Department of Medicine (Cardiovascular Medicine), Brigham and Women's Hospital, Boston, 02115, MA, USA.
Res Sq. 2024 May 16:rs.3.rs-4355413. doi: 10.21203/rs.3.rs-4355413/v1.
How complex phenotypes emerge from intricate gene expression patterns is a fundamental question in biology. Quantitative characterization of this relationship, however, is challenging due to the vast combinatorial possibilities and dynamic interplay between genotype and phenotype landscapes. Integrating high-content genotyping approaches such as single-cell RNA sequencing and advanced learning methods such as language models offers an opportunity for dissecting this complex relationship. Here, we present a computational integrated genetics framework designed to analyze and interpret the high-dimensional landscape of genotypes and their associated phenotypes simultaneously. We applied this approach to develop a multimodal foundation model to explore the genotype-phenotype relationship manifold for human transcriptomics at the cellular level. Analyzing this joint manifold showed a refined resolution of cellular heterogeneity, enhanced precision in phenotype annotating, and uncovered potential cross-tissue biomarkers that are undetectable through conventional gene expression analysis alone. Moreover, our results revealed that the gene networks are characterized by scale-free patterns and show context-dependent gene-gene interactions, both of which result in significant variations in the topology of the gene network, particularly evident during aging. Finally, utilizing contextualized embeddings, we investigated gene polyfunctionality which illustrates the multifaceted roles that genes play in different biological processes, and demonstrated that for VWF gene in endothelial cells. Overall, this study advances our understanding of the dynamic interplay between gene expression and phenotypic manifestation and demonstrates the potential of integrated genetics in uncovering new dimensions of cellular function and complexity.

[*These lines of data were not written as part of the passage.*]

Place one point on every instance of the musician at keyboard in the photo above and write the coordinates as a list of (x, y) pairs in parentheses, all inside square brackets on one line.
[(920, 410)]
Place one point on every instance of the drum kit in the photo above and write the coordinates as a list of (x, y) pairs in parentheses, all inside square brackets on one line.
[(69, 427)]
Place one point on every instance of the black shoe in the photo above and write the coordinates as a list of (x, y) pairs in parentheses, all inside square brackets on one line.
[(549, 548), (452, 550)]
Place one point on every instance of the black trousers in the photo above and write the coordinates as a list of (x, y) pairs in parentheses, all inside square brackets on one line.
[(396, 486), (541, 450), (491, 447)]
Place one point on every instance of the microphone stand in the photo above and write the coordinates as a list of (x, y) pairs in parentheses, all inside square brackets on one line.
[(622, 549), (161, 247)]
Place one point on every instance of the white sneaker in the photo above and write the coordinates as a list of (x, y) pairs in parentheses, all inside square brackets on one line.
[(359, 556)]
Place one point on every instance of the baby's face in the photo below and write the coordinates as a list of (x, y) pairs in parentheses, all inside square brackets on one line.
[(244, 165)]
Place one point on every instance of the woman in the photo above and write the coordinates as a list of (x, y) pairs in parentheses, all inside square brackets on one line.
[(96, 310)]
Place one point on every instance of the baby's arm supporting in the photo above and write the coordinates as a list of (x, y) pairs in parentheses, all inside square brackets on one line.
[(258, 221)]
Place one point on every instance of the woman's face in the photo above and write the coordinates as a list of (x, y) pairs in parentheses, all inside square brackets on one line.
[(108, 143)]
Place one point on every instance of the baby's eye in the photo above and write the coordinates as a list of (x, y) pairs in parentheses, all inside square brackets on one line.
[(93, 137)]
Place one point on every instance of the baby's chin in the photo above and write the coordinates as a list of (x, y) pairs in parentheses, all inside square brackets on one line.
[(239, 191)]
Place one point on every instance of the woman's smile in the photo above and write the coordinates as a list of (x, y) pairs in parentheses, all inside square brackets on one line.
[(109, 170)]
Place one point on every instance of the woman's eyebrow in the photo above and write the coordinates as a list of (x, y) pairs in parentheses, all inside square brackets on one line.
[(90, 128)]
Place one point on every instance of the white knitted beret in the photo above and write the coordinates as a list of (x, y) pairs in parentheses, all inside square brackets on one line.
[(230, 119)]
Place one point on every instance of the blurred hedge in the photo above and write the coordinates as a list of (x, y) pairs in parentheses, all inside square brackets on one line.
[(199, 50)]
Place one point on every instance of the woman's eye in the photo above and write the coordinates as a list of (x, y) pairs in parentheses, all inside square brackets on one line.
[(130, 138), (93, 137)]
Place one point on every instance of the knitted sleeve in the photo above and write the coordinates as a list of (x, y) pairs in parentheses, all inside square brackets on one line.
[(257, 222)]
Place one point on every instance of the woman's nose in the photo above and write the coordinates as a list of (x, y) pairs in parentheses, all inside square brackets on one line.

复杂的表型如何从错综复杂的基因表达模式中产生,这是生物学中的一个基本问题。然而,由于基因型和表型格局之间存在巨大的组合可能性和动态相互作用,对这种关系进行定量表征具有挑战性。整合诸如单细胞RNA测序等高内涵基因分型方法和诸如语言模型等先进学习方法,为剖析这种复杂关系提供了一个契机。在此,我们提出了一个计算整合遗传学框架,旨在同时分析和解释基因型及其相关表型的高维格局。我们应用这种方法开发了一个多模态基础模型,以在细胞水平上探索人类转录组学的基因型-表型关系流形。对这个联合流形的分析显示了细胞异质性的精细分辨率、表型注释的更高精度,并发现了仅通过传统基因表达分析无法检测到的潜在跨组织生物标志物。此外,我们的结果表明,基因网络具有无标度模式的特征,并表现出依赖于上下文的基因-基因相互作用,这两者都会导致基因网络拓扑结构的显著变化,在衰老过程中尤为明显。最后,利用上下文嵌入,我们研究了基因多功能性,它说明了基因在不同生物过程中所起的多方面作用,并以内皮细胞中的VWF基因为例进行了证明。总体而言,这项研究推进了我们对基因表达与表型表现之间动态相互作用的理解,并证明了整合遗传学在揭示细胞功能和复杂性新维度方面的潜力。